Crumpets have become the latest casualty of the carbon dioxide (CO2) shortage which is hitting production throughout the UK's food and drink industry - but why is CO2 so important?

Producer Warbutons admitted it is making "nowhere near" its usual amount of the British staple because of a shortage in the gas and pub chain Wetherspoons has reported similar issues with stocking drinks.

Meanwhile, the trade journal Gas World has described the shortage as the "worst supply situation to hit the European carbon dioxide (CO2) business in decades".

But we breathe in oxygen and breathe out carbon dioxide, so surely it can't be that difficult for producers to get hold of, can it?

  • Why is there a shortage in CO2?

The shortages are understood to have been caused by a longer than usual break in production of ammonia, one of the key sources of food grade CO2 in Europe - which is used to carbonate drinks and preserve some packed fresh foods.

Most of the CO2 used by the food and drink industry is a by-product created when producing ammonia, a compound used for fertiliser.

In the UK, three out of five fertiliser plants that produce CO2 have been closed for routine maintenance. This would usually not cause a problem, however many big mainland European fertiliser plants have also closed down.

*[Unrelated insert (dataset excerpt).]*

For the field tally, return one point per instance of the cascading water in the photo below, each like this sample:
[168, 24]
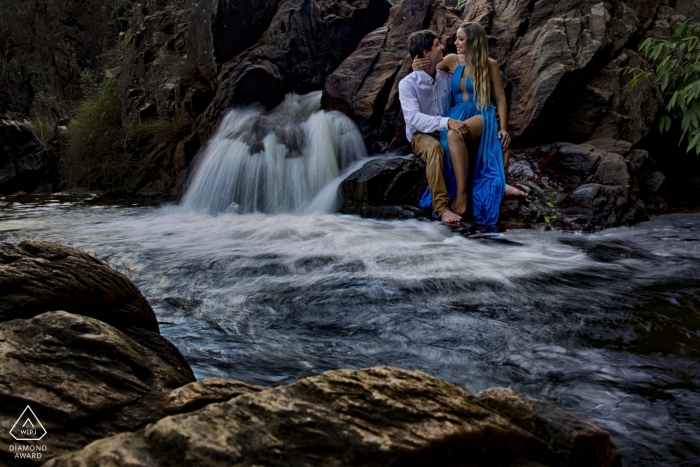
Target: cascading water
[275, 161]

Simply put, the crisis is down to bad timing - fertiliser plants don't usually all cease production at the same time.

  • Why do we need CO2?

Warburtons says it is making 'nowhere near' its usual amount of crumpets because of a lack of CO2. Credit: PA

In what might come as a surprise to some, CO2 is pretty much essential when it comes to the UK's food and drinks industry.

From putting the fizz in drinks such as beer to extending the shelf life of many packed fresh foods such as meat and poultry, CO2 is a vital ingredient for getting products on the shelf.

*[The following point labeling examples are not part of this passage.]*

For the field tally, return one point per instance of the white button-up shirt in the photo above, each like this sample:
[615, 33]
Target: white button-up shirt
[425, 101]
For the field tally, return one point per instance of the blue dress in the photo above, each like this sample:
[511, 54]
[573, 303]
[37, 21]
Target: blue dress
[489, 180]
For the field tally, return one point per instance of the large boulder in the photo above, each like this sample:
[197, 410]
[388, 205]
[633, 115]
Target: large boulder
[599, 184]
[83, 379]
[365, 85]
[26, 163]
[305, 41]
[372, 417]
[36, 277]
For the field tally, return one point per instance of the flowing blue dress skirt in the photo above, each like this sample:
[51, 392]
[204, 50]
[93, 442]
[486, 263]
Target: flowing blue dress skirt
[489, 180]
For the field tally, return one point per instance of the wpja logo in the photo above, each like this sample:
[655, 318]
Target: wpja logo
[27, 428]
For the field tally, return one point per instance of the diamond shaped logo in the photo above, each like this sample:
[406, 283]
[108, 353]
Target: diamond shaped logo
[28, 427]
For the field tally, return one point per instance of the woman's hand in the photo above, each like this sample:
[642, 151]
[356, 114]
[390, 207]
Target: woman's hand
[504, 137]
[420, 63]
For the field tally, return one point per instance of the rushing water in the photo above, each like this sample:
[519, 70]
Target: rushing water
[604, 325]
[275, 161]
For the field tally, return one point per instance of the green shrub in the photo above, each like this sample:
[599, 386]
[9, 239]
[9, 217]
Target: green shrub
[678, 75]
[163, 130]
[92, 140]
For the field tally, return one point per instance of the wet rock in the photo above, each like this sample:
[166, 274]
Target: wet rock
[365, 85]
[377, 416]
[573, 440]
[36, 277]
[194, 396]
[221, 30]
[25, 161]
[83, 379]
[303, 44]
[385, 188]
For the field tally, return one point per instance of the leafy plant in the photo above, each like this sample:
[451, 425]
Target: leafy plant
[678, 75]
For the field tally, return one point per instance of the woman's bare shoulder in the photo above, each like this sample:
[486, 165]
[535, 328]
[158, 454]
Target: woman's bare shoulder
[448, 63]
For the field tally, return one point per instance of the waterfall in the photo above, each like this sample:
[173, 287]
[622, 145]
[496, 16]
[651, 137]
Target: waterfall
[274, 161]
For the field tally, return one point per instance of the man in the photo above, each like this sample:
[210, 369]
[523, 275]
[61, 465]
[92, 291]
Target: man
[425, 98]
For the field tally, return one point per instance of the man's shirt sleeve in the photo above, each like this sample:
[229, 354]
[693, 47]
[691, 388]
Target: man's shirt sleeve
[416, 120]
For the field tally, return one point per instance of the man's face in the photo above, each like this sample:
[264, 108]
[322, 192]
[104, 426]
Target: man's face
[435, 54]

The gas is pumped into the packaging of perishable goods to make them last longer, making lettuce an unlikely casualty of the crisis - but that's just the tip of the iceberg.

Lettuce is perhaps one of the more unlikely casualties of the gas shortage. Credit: PA

Carbon dioxide is also seen as one of the most humane ways to stun animals before slaughter and animal rights campaigners have warned pigs and chickens are likely to suffer if abattoirs run out of the gas.

The gas is also needed to produce dry ice, something needed for transporting perishable goods.

Animal rights campaigners say pigs will suffer if slaughterhouses run out of CO2. Credit: PA
  • Will BBQ meat and beer still be available for the World Cup?

It may seems as though the reality of shops running out of products is a way off but producers have issued some serious warnings to customers and have even asked the government for help.

A spokeswoman for the British Retail Consortium (BRC) said CO2 supply issues remained and it was likely the "mix of products available may be affected".

The British Meat Processors Association (BMPA) said it was “very concerned” that "supply is running out and it’s pretty tight for some people".

Some pub chains reported they had temporarily run out or were short of John Smith's, Strongbow, Amstel and Birra Moretti as disruption to supplies of CO2 began to take effect at the bar.

There is concern that World Cup BBQ parties could seriously be at risk. Credit: AP

The British Beer and Pub Association (BBPA) said stocks of the gas remained low but brewers were "working their socks" off to ensure the beer continued to flow.

The Food And Drink Federation (FDF) has urged officials to work out possible solutions and in response, the government has started to collect information from across the sector.